LloydShapes: Lloyd k-means for 3D shapes

Description

The basic foundation of k-means is that the sample mean is the value that minimizes the Euclidean distance from each point, to the centroid of the cluster to which it belongs. Two fundamental concepts of the statistical shape analysis are the Procrustes mean and the Procrustes distance. Therefore, by integrating the Procrustes mean and the Procrustes distance we can use k-means in the shape analysis context.

The k-means method has been proposed by several scientists in different forms. In computer science and pattern recognition the k-means algorithm is often termed the Lloyd algorithm (see Lloyd (1982)).

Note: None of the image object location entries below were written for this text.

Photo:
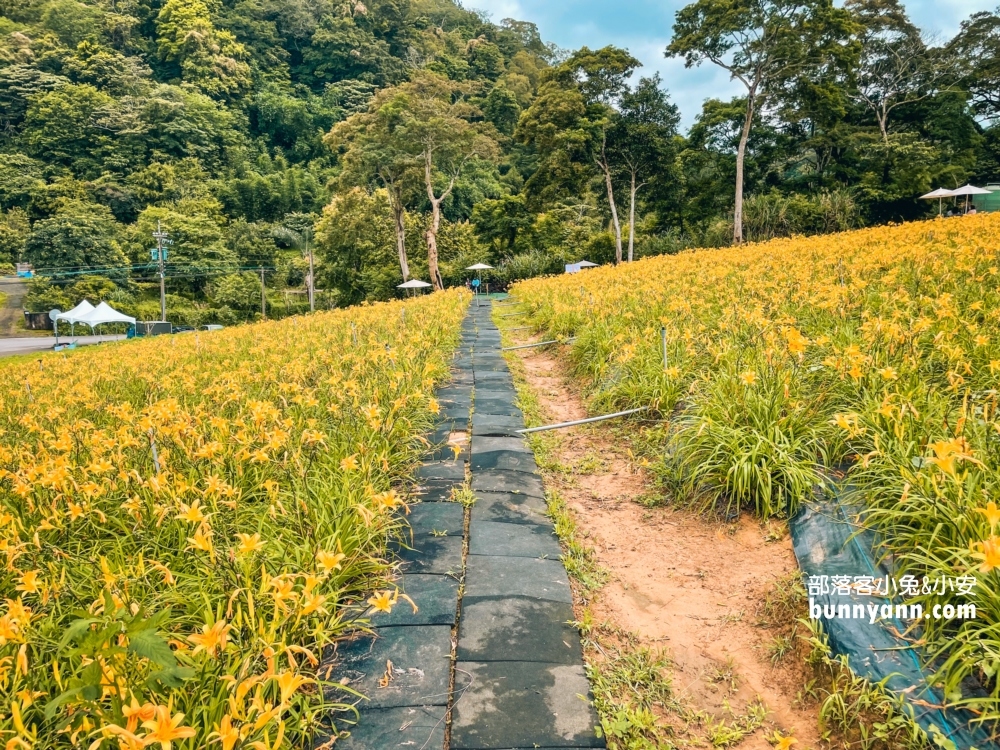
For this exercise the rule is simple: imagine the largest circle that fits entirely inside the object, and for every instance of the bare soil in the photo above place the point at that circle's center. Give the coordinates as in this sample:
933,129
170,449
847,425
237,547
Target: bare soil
680,581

This function allows us to use the Lloyd version of k-means adapted to deal with 3D shapes.

Usage

LloydShapes(dg,K,Nsteps=10,niter=10,stopCr=0.0001,simul,print)

Arguments

Array with the 3D landmarks of the sample objects. Each row corresponds to an observation, and each column corresponds to a dimension (x,y,z).

Number of clusters.

Nsteps

Number of steps per initialization. Default value is 10.

niter

Number of random initializations. Default value is 10.

stopCr

Relative stopping criteria. Default value is 0.0001.

simul

Logical value. If TRUE, this function is used for a simulation study.

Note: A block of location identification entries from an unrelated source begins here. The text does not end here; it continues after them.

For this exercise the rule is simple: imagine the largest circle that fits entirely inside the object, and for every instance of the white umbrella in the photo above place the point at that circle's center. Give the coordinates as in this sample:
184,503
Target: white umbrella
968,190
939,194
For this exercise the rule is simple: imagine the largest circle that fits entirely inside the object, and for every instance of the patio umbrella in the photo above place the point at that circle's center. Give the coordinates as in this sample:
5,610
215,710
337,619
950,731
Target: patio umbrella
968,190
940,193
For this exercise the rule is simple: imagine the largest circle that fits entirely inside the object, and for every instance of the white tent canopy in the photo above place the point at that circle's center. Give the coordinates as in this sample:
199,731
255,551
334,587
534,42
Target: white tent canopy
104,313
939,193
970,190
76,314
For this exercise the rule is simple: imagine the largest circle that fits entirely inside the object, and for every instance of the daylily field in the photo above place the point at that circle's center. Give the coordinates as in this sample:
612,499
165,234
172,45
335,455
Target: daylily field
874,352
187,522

Logical value. If TRUE, some messages associated with the running process are displayed.

Value

A list with the following elements:
asig: Optimal clustering.
copt: Optimal centers.
vopt: Optimal objective function.
initials: Random initial values used in each iteration. These values are then used by HartiganShapes.
If a simulation study is carried out, the following elements are returned:
asig: Optimal clustering.
copt: Optimal centers.
vopt: Optimal objective function.
compTime: Computational time.
AllRate: Allocation rate.
initials: Random initial values used in each iteration. These values are then used by HartiganShapes.

Details

There have been several attempts to adapt the k-means algorithm in the context of the statistical shape analysis, each one adapting a different version of the k-means algorithm (Amaral et al. (2010), Georgescu (2009)). In Vinue et al. (2014) (submitted), it is demonstrated that the Lloyd k-means represents a noticeable reduction in the computation involved when the sample size increases, compared with the Hartigan-Wong k-means. We state that Hartigan-Wong should be used in the shape analysis context only for very small samples.

References

Vinue, G., Simo, A., and Alemany, S., (2014). The k-means algorithm for 3D shapes with an application to apparel design. Accepted for publication in Advances in Data Analysis and Classification.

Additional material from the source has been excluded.